Connect a remote or in-process agent to niceeval

Every system under test in niceeval is an agent — a named object that receives a prompt, drives your code or service, and returns a structured result. You connect your own logic by writing an adapter with defineAgent. The adapter owns all the details of how to call your system: in-process function references, HTTP endpoints, authentication headers, and message formats are entirely private to the adapter.
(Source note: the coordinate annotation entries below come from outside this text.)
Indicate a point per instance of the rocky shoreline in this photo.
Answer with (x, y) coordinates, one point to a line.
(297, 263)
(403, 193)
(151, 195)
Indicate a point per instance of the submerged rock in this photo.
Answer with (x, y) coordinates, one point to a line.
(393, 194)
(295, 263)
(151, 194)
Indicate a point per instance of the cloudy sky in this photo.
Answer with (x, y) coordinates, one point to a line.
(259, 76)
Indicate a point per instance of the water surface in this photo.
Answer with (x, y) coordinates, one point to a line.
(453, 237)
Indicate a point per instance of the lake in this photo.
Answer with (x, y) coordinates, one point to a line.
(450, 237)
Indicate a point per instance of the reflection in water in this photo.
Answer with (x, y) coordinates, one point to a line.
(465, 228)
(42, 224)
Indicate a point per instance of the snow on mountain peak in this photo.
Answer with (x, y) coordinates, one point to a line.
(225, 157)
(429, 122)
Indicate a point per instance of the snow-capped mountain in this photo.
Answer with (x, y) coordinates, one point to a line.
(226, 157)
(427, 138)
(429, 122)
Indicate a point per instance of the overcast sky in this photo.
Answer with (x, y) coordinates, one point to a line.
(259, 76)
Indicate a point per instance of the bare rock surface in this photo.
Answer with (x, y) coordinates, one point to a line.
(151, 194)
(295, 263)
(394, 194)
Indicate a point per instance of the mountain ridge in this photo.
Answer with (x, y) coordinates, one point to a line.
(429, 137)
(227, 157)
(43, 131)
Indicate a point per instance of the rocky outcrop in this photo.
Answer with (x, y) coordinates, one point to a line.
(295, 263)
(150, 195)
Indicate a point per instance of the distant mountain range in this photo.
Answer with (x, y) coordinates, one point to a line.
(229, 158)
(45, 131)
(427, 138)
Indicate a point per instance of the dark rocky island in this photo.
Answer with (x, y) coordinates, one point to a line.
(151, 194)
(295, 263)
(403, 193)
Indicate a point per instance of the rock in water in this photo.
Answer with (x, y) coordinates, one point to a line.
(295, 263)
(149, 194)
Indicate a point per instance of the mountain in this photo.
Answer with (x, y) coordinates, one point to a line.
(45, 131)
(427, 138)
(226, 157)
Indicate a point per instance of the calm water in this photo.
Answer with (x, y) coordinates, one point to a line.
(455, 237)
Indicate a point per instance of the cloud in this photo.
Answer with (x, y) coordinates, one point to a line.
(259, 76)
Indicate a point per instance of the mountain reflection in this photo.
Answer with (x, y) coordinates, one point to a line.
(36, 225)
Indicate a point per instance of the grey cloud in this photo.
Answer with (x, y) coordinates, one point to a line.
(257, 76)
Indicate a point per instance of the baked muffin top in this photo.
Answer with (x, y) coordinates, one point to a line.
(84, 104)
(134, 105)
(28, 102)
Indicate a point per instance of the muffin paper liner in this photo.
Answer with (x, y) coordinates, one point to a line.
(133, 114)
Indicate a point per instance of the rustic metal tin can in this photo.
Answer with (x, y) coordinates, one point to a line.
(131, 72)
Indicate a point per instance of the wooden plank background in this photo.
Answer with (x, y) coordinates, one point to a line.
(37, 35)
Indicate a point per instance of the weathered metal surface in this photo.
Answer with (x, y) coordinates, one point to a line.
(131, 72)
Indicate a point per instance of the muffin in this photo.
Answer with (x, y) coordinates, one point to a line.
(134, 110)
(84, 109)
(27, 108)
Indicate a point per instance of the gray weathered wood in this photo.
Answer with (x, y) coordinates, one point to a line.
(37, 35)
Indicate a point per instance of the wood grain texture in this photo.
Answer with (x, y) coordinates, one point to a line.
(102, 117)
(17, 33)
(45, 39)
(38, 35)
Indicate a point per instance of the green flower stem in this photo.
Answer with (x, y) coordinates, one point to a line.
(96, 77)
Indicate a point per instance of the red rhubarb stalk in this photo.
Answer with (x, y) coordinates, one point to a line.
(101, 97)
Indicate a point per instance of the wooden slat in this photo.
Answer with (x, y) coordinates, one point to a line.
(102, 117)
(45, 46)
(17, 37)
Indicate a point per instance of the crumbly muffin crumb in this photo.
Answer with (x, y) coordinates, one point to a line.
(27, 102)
Experiments reference agents directly rather than passing URLs on the CLI, because there is no universal protocol that every agent speaks.

When to use `defineAgent`

In-process function

Call your own function directly inside send. Zero network overhead — the fastest possible eval loop, ideal for unit-level semantic tests in CI.

Remote HTTP service

Issue a fetch inside send using whatever protocol your service speaks. The URL, auth, and request shape are your business; niceeval never sees them.

The `defineAgent` shape

defineAgent accepts a plain object with three fields. The send function is the only place you need to write any logic.

import { defineAgent } from "niceeval/adapter";

defineAgent({
  name: string;                          // used for reports and grouping
  capabilities: AgentCapabilities;       // declares what this agent can do
  async send(input: TurnInput, ctx: AgentContext): Promise<Turn>;
});

`AgentCapabilities`

Declaring capabilities lets niceeval shape the t context that eval authors receive. If a capability is absent, the corresponding assertions are not available at the type level — you get a compile-time error rather than a runtime surprise.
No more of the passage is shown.